Keimfreier Darm verstärkt Fettabbau: Therapieansatz gegen Fettleibigkeit

Werden bei Mäusen sämtliche Darmkeime durch Antibiotika abgetötet, entwickeln sich im weißen Fettgewebe zusätzlich fettabbauende Zellen
Weißes Fettgewebe (unten) dient als Fettdepot, die kleineren Zellen des braunen Fettgewebes (oben) bauen Fett ab, um Wärme zu erzeugen.
Weißes Fettgewebe (unten) dient als Fettdepot, die kleineren Zellen des braunen Fettgewebes (oben) bauen Fett ab, um Wärme zu erzeugen.
© Shutterstock, Bild 267094178
Genf (Schweiz) - Fettleibigkeit und Diabetes hängen eng mit einer gestörten Darmflora zusammen. Deshalb zielen neue Therapieansätze darauf ab, das Spektrum der Bakterienarten im Darm zu verändern. Dass eine solche Behandlung prinzipiell erfolgsversprechend ist, haben schweizerische Mediziner jetzt in Tierversuchen auf drastische Weise demonstriert: Durch Antibiotika eliminierten sie sämtliche Bakterien im Darm von Mäusen. Bei gesunden und fettleibigen Tieren sank daraufhin die Menge an Körperfett, indem fettabbauende Zellen entstanden.
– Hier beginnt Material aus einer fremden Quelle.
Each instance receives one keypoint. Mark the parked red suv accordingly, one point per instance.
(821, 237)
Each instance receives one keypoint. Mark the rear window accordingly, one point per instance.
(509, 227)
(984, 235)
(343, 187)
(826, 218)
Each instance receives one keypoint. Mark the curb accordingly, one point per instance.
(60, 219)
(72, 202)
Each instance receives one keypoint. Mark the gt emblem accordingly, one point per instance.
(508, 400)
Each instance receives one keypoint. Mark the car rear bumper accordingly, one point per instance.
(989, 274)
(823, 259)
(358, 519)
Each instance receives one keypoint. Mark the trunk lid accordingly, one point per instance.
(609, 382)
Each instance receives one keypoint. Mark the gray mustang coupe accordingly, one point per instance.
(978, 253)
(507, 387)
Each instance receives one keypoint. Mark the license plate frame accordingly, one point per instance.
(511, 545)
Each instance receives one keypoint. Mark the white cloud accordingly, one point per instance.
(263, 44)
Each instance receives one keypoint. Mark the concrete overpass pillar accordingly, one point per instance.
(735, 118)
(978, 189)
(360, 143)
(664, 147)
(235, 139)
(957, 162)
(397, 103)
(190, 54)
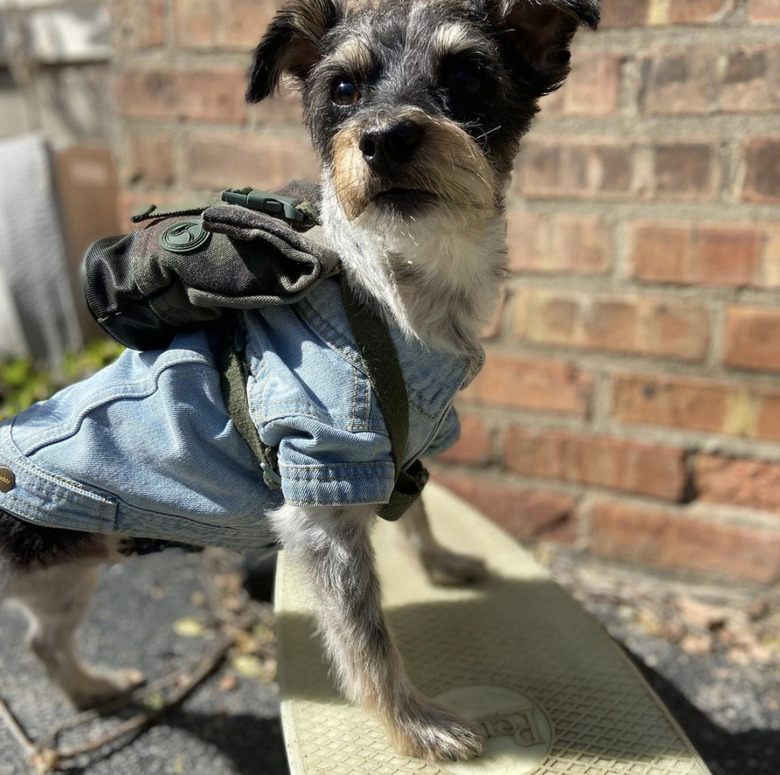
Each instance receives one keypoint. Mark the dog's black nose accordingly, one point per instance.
(391, 146)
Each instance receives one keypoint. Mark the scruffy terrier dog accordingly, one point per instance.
(416, 109)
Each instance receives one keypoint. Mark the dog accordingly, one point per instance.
(416, 109)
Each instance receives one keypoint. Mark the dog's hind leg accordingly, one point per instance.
(334, 547)
(56, 599)
(442, 566)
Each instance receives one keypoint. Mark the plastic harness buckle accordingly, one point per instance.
(265, 202)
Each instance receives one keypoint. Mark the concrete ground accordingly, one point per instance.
(715, 665)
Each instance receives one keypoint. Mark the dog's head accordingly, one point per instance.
(419, 105)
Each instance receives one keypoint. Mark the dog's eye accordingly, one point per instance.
(345, 92)
(465, 81)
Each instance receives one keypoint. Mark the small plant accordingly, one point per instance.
(22, 382)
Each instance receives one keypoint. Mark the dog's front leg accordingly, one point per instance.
(334, 547)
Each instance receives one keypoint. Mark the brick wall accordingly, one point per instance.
(630, 404)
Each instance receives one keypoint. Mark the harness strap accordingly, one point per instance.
(233, 374)
(381, 361)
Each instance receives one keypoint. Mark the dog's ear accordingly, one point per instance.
(539, 33)
(291, 44)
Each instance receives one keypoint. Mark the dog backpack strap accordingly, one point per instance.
(234, 373)
(381, 361)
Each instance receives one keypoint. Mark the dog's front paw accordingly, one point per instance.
(96, 688)
(450, 569)
(424, 730)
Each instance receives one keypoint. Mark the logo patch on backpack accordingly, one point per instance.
(184, 237)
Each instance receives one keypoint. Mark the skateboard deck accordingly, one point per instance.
(552, 692)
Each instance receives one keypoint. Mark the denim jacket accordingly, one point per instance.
(146, 447)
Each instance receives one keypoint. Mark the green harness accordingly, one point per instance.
(144, 287)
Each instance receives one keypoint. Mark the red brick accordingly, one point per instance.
(663, 253)
(657, 471)
(138, 24)
(728, 256)
(493, 327)
(245, 21)
(762, 179)
(679, 542)
(754, 484)
(698, 405)
(475, 445)
(570, 244)
(268, 161)
(693, 11)
(525, 514)
(765, 11)
(625, 13)
(679, 83)
(708, 255)
(575, 170)
(753, 338)
(221, 24)
(521, 383)
(196, 23)
(750, 81)
(148, 160)
(685, 171)
(768, 422)
(678, 403)
(284, 108)
(214, 94)
(621, 324)
(592, 89)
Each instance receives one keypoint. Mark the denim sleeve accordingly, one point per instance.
(325, 466)
(447, 435)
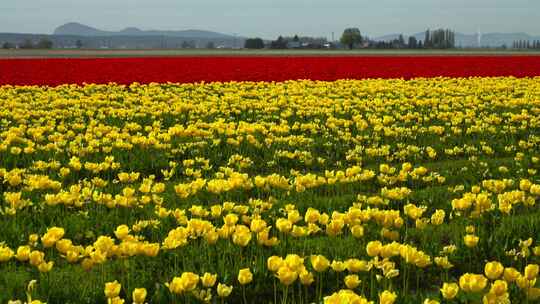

Zudem entwickelten die Tiere auch bei kalorienreicher Ernährung keine Anzeichen von Diabetes, berichten die Forscher im Fachjournal „Nature Medicine”. Eine derartige Radikalkur zur Therapie von Fettleibigkeit ließe sich beim Menschen in dieser Form allerdings nicht einsetzen, da mit starken Nebenwirkungen und der Entwicklung resistenter Bakterien zu rechnen wäre.

„Wir suchen nach alternativen Wegen, um die Darmflora zu verändern“, sagt Teamleiter Mirko Trajkovski von der Universität Genf. „Eine solche Therapie müsste auf spezielle Keimarten abzielen, ohne die gesamte Darmflora zu zerstören.“ Er und seine Kollegen fütterten drei Gruppen von Mäusen mit einer fettreichen Nahrung: normale Tiere, keimfrei aufgewachsene Tiere ohne Darmbakterien und normale Mäuse, deren Darmkeime durch eine aggressive Behandlung mit Antibiotika vollständig abgetötet worden waren. Die normalen Mäuse wurden fettleibig und erkrankten an Diabetes. Die beiden anderen Gruppen blieben schlank und behielten einen gesunden Zuckerstoffwechsel. In ihrem weißen Fettgewebe unter der Haut und im Bauchbereich hatte sich sogenanntes beiges Fett entwickelt – Fettzellen, die Fett abbauen.

Säugetiere verfügen über zwei Arten von Fettgewebe. Während das weiße Fettgewebe der Fettspeicherung dient, wird im braunen Fettgewebe Fett abgebaut, um Wärme zu erzeugen. Von beigem Fett spricht man, wenn innerhalb von weißem Fettgewebe Zellen entstehen, die Eigenschaften von braunem Fettgewebe haben. Diese Umwandlung kann durch Kälte oder starke körperliche Aktivität ausgelöst werden. Ein weiterer Auslöser ist offenbar das Fehlen bestimmter Darmbakterien. Im Fall der antibiotisch behandelten Mäuse war die Veränderung des Fettgewebes nach zehn Tagen erkennbar, verstärkte sich bis 40 Tage nach Beginn der Behandlung und hielt mindestens 60 Tage an. Wurden den Tieren Darmbakterien in den zuvor keimfreien Darm übertragen, machte das die Entwicklung von beigen Fettzellen wieder rückgängig.

Welche Bakterienarten aus dem Darm eliminiert werden müssen, um den Fettabbau zu verstärken, ist noch nicht bekannt. Um das herauszufinden, wollen die Forscher durch gezielt wirkende Antibiotika oder Bakteriophagen nur bestimmte Gruppen von Darmbakterien abtöten - mit dem Ziel, dadurch den Fettstoffwechsel von Fettleibigen zu normalisieren. Auch die Übertragung von Keimen aus dem Darm schlanker Menschen in den Darm Fettleibiger soll als mögliche Form einer Therapie geprüft werden.